January 03, 2007
Seattle School board recall effort

Eric Dawson, from The Committee to Stop All School Closures, has filed a petition to recall Seattle School board members Cheryl Chow, Brita Butler-Wall, Darlene Flynn, Michael DeBell and Irene Stewart.

It would be nice to get rid of all of them. However, the bar for judicial approval of a recall petition is extraordinarily high. Even if the recall question makes it on the November ballot, it may well be in moot. Butler-Wall, Flynn and Stewart are up for re-election this fall anyway.
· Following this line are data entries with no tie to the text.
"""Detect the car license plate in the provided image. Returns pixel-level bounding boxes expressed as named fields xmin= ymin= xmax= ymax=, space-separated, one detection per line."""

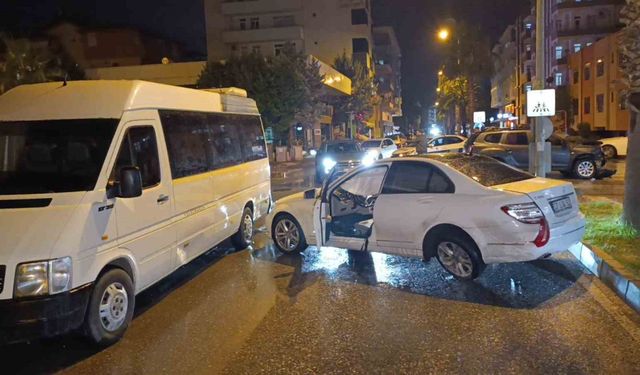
xmin=549 ymin=197 xmax=573 ymax=214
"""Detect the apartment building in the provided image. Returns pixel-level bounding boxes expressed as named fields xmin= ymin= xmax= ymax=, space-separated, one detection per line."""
xmin=373 ymin=26 xmax=402 ymax=136
xmin=204 ymin=0 xmax=373 ymax=68
xmin=46 ymin=22 xmax=184 ymax=69
xmin=545 ymin=0 xmax=625 ymax=87
xmin=567 ymin=34 xmax=630 ymax=135
xmin=491 ymin=24 xmax=522 ymax=127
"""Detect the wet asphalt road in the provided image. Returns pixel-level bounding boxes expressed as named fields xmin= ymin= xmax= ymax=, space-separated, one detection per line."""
xmin=0 ymin=158 xmax=640 ymax=374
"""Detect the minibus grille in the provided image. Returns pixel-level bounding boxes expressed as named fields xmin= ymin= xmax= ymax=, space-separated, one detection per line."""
xmin=0 ymin=266 xmax=7 ymax=293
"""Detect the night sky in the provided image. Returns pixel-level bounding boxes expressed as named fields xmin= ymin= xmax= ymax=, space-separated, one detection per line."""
xmin=0 ymin=0 xmax=530 ymax=120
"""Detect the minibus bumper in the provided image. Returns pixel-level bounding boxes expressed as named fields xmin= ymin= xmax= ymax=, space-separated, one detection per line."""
xmin=0 ymin=284 xmax=93 ymax=344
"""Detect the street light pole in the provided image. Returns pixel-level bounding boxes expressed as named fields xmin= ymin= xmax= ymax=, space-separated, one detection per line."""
xmin=527 ymin=0 xmax=547 ymax=177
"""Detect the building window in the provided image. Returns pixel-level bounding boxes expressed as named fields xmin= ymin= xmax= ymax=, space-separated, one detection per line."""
xmin=556 ymin=73 xmax=563 ymax=86
xmin=273 ymin=14 xmax=296 ymax=27
xmin=556 ymin=46 xmax=563 ymax=60
xmin=87 ymin=33 xmax=98 ymax=47
xmin=596 ymin=94 xmax=604 ymax=113
xmin=582 ymin=63 xmax=591 ymax=81
xmin=351 ymin=8 xmax=369 ymax=25
xmin=571 ymin=98 xmax=580 ymax=113
xmin=273 ymin=43 xmax=284 ymax=56
xmin=352 ymin=38 xmax=369 ymax=53
xmin=596 ymin=59 xmax=604 ymax=77
xmin=618 ymin=91 xmax=627 ymax=111
xmin=249 ymin=17 xmax=260 ymax=30
xmin=583 ymin=96 xmax=591 ymax=115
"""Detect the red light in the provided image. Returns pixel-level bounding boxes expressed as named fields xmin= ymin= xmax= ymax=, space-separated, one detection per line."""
xmin=533 ymin=219 xmax=551 ymax=247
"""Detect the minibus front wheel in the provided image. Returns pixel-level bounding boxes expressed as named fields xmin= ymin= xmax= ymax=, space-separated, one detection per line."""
xmin=84 ymin=268 xmax=136 ymax=346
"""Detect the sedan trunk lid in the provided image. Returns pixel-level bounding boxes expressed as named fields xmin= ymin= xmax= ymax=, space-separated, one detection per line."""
xmin=491 ymin=177 xmax=580 ymax=228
Posted by Stefan Sharkansky at January 03, 2007 09:59 AM | Email This
Comments
1. It is my understanding the new board members have already been selected by the various union types and tyical endorsors, including the Ds. My knowledge is first hand knowledge of one future board member only.
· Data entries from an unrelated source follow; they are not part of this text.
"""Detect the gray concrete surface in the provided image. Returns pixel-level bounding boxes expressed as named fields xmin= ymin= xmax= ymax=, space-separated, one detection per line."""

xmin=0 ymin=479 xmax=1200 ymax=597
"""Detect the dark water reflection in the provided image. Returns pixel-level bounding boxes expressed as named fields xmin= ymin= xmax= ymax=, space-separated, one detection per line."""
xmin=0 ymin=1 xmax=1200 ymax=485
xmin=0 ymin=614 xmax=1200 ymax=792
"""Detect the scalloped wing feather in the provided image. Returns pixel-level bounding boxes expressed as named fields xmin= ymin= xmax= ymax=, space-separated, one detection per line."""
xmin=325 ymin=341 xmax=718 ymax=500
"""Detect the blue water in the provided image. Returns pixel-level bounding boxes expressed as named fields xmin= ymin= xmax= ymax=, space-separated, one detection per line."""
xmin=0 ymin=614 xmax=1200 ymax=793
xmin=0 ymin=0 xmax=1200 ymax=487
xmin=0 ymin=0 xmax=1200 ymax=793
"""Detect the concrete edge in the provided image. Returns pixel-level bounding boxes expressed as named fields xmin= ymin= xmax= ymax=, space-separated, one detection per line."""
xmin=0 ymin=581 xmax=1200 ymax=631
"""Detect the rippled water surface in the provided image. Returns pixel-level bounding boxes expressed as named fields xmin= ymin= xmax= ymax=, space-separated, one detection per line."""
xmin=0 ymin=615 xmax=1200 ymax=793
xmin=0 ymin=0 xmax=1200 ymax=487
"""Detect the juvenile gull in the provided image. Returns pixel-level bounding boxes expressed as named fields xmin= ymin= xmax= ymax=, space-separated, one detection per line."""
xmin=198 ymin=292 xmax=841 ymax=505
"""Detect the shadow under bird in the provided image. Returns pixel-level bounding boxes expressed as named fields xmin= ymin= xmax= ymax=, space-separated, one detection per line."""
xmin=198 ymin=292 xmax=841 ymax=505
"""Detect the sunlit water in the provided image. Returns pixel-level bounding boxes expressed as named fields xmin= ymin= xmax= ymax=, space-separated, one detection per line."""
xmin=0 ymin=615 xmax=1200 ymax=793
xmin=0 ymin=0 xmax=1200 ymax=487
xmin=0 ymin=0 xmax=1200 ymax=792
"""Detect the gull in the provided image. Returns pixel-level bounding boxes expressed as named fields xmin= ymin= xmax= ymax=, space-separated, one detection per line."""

Posted by: swatter on January 3, 2007 10:02 AM
2. 1. Swatter beat me to my first point. How is the new group going to be better than the group they replace? The real question is whether the school board as an instituiton has passed the point of usefulness.

2. Just like both mangement stupidity and union stupidity has practically killed the US car industry. The secular progressive jugganaut will probably kill public schools. Evenutually, the children left in most public schools outside the tony burbs will be difficult to control and most will have few family or social supports. Teachers left in those schools will either be new seeking experience or those of low quality. Many of the newer good teachers will move on after getting experience. Public schools will become more costly as the give "combat" pay to those willing to teach. The level of education will not necessary go up for those in public school.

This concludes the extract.